Remember UC Berkeley researcher Pieter Abbeel's fantastic towel-folding robot? Now, Abbeel and his team have prototyped a new kind of robot arm design meant for the home and other human environments. Compared to robot arms common in factories, this manipulator, called Blue, is less expensive (<$5,000), safer, well-suited for emerging AI capabilities, and ready for "unconstrained environments" like homes. Also, the robot, named Blue, doesn't require the level of precision demanded by most industrial automation applications. According to the researchers, a "partial set of tasks to consider (in the robot design) includes: unloading a dishwasher, stocking a refrigerator, floor decluttering, opening doors, opening microwave ovens, sorting packages, physical stroke rehabilitation, folding laundry, cleaning windows, bed making, and bathroom cleaning. We demonstrate the robot in kitchen cleaning, table decluttering, telepresence, and machine tending."
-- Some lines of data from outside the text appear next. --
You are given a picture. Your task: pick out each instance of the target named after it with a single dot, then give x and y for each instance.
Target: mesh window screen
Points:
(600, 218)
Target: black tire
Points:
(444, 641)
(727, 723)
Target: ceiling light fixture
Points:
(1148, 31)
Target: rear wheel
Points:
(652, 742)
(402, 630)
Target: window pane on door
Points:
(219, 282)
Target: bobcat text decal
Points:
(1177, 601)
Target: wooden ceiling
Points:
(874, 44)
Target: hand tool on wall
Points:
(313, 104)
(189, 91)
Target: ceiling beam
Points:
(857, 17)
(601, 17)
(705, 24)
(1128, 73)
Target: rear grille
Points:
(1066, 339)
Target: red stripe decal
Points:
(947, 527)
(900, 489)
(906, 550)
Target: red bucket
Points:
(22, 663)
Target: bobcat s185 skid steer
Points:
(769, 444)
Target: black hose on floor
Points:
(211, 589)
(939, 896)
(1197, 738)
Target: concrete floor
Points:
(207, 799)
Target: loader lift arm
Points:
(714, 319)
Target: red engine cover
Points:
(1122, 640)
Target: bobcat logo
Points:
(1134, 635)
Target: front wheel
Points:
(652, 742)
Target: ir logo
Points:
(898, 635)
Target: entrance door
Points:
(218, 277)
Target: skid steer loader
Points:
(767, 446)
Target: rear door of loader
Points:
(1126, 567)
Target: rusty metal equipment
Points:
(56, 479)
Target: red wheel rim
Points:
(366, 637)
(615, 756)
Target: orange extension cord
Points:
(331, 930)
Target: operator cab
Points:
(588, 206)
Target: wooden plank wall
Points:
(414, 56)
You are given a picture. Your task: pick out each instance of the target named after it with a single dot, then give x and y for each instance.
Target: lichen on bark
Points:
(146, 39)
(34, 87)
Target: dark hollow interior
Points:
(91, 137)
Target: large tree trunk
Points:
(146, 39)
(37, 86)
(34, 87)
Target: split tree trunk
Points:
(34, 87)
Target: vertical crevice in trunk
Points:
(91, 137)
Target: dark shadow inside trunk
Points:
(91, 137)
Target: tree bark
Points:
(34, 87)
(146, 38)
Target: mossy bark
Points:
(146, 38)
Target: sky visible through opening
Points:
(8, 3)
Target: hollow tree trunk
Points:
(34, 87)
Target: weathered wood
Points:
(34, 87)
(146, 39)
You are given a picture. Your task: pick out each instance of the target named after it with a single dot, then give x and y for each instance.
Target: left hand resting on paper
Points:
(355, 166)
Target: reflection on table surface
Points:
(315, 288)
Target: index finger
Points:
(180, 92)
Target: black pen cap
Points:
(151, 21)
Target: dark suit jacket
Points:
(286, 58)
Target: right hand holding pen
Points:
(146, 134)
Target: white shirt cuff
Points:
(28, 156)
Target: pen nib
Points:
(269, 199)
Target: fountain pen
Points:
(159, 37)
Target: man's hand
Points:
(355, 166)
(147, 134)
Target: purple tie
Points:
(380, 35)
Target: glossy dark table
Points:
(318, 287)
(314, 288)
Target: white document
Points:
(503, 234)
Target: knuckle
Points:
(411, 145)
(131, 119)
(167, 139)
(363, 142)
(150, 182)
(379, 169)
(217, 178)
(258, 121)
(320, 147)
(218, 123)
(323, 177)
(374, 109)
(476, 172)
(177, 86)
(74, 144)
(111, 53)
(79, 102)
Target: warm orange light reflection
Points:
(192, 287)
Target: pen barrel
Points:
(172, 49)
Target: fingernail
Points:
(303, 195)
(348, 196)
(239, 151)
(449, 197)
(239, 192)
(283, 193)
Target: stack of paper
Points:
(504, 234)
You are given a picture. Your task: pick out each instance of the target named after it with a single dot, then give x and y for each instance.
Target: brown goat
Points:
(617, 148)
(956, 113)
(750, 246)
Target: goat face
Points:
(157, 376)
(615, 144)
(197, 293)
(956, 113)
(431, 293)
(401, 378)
From an interview in IEEE Spectrum:


Your demo videos show Blue doing the kinds of household tasks that are very difficult for robots to do right now—why choose those tasks to introduce Blue?


David Gealy: I think we're really trying to outline the highest level capability of the robot, which is going back to our thesis that anything that is teleoperable, a future AI will be able to do. And so that's why we picked out these really hard problems—problems that other robots couldn't necessarily do so well and so fluidly. So that was definitely on purpose, to showcase what's possible with the hardware.


Pieter Abbeel: We want to speak to people's imagination. Home robots have been a dream for a long time, so that's also why we take a lot of example tasks out of that space. The robot is designed to be around people; the inherent compliance makes it ideal. So we want to bring that concept in.